Concepts such as biotensegrity and mechanotransduction have been researched thoroughly and definitively demonstrated through many studies by numerous scientists over the last 25 years. Tensegrity emphasizes the interplay between tension and compression in all structures; and biotensegrity allows us to look at this interplay in biological structures from the gross anatomy level down to the cellular level. Donald Ingber of Harvard has become the most well known researcher on mechanotransduction or the mechanism by which cells convert external mechanical signals into internal biochemical reactions. “Mechano-responsiveness is a fundamental feature of all living tissues.Experiments with cultured cells confirm that mechanical stresses can directly alter many cellular processes, including signal transduction, gene expression, growth differentiation, and survival.”(8) The mechanism of this signaling is now known to travel from the extracellular matrix of the connective tissue, which we used to think did not cross into the inner world of each cell and only structurally supported the cell externally, through the cell membrane at “focal adhesion” sites called integrins that act as transmembrane receptors to then form the intracellular cytoskeleton which then crosses the nuclear membrane and forms the nuclear skeleton. Therefore, mechanical signals travel from any area of the body through the connective tissue fascial system directly into the cells and initiate biochemical reactions and gene expression. (9) Another scientist, Paul R. Standley, PhD, noted that numerous clinical studies have supported the efficacy of manual medicine techniques; but, an evidence base for the cellular mechanism underlying why manual medicine techniques are efficacious had been lacking.(10) Therefore, he has been doing numerous studies that involve applying a repetitive motion strain (RMS) to fibroblasts and then analyzing cell shape, proliferative capacity, cellular protein content, protein-DNA ratio, nitric oxide secretion and cytokine secretion. He chose to study the fibroblast because this is the primary cell of the fascia that is routinely subjected to mechanical forces during normal physiologic movement, pathologic movement and manual medicine techniques. “This makes fibroblasts uniquely poised to affect the amount and types of extracellular matrix proteins, neuromuscular modulators, cytokines and vasoactive molecules secreted into the myofascial matrix.” (11)
In one study Dr. Standley and his team investigated human fibroblast proliferation and interleukin secretion in response to modeled repetitive motion strain (RMS) and modeled indirect osteopathic manipulative techniques (IOMT). The fibroblasts were exposed to one of three conditions: (1) an 8-hour RMS; (2) a 60-second IOMT; (3) an 8-hour RMS followed by a 60-second IOMT. Data on fibroblast proliferation and interleukins present in media were obtained immediately after RMS and 24 hours after each of the experiment conditions. They found that numerous proinflammatory interleukins, such as IL-1a, IL-1B, IL-2, IL-3, IL-6, and IL-16, were substantially increased 24 hours after strain cessation. But, those that had received the 60-seconds of IOMT did not display an increase in these interleukins. Cytokines are not typically stored as vesicle bound proteins; instead they are secreted in a regulated manner only after cellular activation and subsequent gene transcription. (12) Therefore, Dr. Stanley’s studies have shown not only that mechanotransduction does indeed have an effect on gene transcription, but have also begun to demonstrate that “strain regulation of interleukin secretory profiles provides a compelling cellular mechanism to explain injury-induced inflammation and the clinical efficacy of OMT.” (13)

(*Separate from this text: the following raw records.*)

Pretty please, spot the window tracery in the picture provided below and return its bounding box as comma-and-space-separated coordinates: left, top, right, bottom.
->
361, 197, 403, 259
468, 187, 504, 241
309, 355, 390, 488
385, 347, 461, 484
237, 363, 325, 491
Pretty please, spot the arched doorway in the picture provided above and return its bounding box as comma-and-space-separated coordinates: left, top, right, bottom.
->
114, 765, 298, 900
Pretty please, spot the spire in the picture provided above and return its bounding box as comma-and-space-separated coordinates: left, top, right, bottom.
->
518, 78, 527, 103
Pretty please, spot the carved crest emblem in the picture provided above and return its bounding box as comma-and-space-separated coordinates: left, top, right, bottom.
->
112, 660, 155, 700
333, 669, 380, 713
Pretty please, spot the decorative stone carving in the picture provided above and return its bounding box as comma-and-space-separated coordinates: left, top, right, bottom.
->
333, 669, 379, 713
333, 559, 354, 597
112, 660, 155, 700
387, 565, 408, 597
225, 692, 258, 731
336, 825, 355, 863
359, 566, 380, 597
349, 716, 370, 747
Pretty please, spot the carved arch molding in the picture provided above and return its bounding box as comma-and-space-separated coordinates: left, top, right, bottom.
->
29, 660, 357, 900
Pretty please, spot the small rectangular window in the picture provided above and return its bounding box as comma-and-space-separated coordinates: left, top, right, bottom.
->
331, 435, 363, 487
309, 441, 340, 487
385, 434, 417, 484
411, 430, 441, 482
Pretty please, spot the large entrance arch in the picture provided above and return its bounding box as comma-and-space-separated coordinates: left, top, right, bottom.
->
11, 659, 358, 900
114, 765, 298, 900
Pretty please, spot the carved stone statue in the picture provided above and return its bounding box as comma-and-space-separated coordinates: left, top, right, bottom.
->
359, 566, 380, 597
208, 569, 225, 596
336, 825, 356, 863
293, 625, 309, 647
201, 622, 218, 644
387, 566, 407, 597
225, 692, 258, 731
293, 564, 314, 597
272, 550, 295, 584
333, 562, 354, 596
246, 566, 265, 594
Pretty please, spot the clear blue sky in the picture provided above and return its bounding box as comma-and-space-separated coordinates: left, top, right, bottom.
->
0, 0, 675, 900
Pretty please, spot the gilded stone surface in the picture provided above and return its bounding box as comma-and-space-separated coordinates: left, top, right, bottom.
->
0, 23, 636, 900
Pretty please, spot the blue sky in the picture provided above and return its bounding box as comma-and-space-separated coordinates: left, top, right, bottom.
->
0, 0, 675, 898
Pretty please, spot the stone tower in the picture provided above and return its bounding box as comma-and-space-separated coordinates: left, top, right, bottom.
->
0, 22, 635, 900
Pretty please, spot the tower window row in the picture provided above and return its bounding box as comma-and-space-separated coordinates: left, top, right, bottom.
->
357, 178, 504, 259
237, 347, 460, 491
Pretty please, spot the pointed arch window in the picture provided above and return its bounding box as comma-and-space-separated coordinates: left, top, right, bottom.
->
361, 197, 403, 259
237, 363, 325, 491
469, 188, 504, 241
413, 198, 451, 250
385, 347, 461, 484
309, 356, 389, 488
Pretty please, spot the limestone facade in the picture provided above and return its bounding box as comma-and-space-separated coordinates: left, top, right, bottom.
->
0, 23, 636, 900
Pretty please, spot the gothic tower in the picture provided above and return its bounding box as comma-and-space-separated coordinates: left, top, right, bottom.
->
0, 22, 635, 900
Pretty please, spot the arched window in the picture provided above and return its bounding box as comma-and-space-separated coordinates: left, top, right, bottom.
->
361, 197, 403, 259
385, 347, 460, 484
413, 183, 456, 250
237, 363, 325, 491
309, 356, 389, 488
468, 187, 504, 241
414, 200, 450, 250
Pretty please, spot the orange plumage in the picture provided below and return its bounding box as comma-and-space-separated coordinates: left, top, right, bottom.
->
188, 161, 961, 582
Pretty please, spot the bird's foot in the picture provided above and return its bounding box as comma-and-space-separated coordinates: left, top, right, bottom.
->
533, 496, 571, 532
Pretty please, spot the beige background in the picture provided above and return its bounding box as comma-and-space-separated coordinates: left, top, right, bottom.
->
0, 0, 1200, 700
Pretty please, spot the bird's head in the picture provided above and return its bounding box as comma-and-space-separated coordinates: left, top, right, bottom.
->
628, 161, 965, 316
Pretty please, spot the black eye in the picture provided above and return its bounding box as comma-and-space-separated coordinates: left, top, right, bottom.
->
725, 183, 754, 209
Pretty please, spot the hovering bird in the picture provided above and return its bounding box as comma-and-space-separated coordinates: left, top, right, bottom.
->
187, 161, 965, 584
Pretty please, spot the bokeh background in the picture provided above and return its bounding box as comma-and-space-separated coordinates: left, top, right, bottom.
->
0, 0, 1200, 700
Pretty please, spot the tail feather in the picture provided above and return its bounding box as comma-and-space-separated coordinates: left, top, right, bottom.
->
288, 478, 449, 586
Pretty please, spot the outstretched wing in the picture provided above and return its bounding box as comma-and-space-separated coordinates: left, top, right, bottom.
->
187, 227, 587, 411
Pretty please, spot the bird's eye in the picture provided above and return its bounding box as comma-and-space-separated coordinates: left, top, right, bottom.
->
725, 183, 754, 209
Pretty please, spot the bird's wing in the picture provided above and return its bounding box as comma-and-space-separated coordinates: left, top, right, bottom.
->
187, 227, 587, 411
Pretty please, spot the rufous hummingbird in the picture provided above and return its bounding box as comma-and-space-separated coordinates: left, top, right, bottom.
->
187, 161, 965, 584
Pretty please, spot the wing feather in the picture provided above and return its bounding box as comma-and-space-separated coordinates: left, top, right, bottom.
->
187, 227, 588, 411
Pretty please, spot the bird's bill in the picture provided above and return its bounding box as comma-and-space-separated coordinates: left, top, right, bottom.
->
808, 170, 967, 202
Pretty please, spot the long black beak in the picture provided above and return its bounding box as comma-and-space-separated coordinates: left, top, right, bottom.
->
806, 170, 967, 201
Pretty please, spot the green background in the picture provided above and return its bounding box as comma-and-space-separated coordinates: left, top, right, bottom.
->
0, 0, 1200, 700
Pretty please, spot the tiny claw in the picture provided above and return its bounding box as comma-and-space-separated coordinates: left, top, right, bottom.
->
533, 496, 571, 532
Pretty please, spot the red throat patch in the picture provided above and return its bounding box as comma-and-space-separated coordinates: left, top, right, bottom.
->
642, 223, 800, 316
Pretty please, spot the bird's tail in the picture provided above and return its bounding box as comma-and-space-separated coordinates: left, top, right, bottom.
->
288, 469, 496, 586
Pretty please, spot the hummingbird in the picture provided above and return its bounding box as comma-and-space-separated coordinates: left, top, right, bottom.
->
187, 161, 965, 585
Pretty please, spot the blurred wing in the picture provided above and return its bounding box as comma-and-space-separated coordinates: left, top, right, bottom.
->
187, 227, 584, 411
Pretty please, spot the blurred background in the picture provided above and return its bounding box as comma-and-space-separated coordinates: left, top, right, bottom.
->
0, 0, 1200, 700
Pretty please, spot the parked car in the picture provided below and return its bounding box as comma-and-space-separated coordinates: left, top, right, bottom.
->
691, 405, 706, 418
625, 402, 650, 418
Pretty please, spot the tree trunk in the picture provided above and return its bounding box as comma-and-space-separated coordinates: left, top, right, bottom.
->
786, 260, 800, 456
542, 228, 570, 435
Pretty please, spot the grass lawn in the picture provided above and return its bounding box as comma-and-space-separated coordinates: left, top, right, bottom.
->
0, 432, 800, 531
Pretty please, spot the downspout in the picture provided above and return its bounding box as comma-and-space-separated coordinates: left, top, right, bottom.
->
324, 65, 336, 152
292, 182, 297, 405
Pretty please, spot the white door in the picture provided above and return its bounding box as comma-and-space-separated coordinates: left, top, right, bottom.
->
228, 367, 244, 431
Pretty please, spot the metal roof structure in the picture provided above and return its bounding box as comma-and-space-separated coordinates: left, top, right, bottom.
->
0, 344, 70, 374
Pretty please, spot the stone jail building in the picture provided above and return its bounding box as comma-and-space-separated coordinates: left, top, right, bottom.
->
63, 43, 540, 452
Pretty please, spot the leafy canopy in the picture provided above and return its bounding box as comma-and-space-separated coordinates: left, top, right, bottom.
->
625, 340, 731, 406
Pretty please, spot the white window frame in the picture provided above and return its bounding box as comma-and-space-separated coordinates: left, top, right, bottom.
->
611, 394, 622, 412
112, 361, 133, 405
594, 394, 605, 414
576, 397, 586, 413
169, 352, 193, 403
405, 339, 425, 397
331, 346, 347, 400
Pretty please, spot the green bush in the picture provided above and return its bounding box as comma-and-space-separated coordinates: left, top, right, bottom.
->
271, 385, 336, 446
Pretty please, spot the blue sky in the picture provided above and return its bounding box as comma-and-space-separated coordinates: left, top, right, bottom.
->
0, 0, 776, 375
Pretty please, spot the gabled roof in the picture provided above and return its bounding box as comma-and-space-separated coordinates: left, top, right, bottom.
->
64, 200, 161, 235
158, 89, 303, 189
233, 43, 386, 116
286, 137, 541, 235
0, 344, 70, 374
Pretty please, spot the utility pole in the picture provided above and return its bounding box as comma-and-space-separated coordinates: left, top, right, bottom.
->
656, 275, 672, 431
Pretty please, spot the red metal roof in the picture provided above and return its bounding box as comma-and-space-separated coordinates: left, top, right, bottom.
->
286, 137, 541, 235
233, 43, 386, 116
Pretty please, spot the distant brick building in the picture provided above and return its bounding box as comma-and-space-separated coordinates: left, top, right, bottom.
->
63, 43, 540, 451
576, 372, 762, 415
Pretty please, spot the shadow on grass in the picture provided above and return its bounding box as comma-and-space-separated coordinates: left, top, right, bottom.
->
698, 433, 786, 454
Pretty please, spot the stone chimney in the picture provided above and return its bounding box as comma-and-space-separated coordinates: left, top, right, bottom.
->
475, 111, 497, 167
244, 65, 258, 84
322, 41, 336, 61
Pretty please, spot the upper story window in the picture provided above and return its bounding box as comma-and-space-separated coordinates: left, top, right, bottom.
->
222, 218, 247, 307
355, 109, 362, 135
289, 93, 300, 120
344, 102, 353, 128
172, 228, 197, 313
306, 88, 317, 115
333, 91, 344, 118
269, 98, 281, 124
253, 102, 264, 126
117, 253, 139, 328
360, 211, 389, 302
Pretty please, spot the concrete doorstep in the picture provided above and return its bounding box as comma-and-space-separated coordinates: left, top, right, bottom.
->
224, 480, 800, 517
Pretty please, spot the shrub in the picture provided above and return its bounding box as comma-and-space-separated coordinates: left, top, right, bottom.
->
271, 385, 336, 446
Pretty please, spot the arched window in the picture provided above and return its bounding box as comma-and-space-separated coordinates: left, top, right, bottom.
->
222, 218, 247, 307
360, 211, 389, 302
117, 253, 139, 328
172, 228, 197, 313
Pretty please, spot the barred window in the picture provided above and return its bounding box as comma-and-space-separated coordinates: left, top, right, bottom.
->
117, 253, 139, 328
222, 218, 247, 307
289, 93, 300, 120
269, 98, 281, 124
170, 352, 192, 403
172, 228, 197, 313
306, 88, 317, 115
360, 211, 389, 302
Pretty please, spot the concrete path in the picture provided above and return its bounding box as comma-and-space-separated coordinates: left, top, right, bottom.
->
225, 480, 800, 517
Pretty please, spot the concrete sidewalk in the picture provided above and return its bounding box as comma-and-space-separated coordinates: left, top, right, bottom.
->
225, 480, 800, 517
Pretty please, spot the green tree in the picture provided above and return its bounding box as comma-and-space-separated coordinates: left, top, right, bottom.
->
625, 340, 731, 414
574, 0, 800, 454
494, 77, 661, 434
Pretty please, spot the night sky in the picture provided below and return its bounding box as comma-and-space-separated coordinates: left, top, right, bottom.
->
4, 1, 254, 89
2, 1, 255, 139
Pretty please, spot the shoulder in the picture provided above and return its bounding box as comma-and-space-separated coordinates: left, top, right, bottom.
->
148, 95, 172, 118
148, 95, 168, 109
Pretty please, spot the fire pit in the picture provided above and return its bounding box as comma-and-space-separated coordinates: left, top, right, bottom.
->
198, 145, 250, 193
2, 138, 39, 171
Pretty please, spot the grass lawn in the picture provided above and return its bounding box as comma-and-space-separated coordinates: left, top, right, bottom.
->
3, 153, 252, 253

8. Chen, Christopher and Ingber, Donald, “Tensegrity and mechanoregulation: from skeleton to cytoskeleton, Osteoarthritis and Cartilage (1999) 7, pg.81
9. ibid, pg. 81-94
10. Meltzer, Kate, MS and Standley, Paul, PhD; “Modeled Repetitive Motion Strain and Indirect Osteopathic Manipulative Techniques in Regulation of Human Fibroblast Proliferation and Interleukin Secretion”; JAOA, Vol. 107(12), 2007: 527-536.
11. Dodd JG, Good MM, Nguyen TL, Grigg AI, Batia LM, Standley PR; “In Vitro Biophysical Strain Model for Understanding Mechanisms of Osteopathic Manipulative Treatment”, JAOA, 106(3): 157.full. quote pg. 158
12. Meltzer, Kate, MS and Standley, Paul, PhD; “Modeled Repetitive Motion Strain and Indirect Osteopathic Manipulative Techniques in Regulation of Human Fibroblast Proliferation and Interleukin Secretion”; JAOA, Vol. 107(12), 2007: 527-536.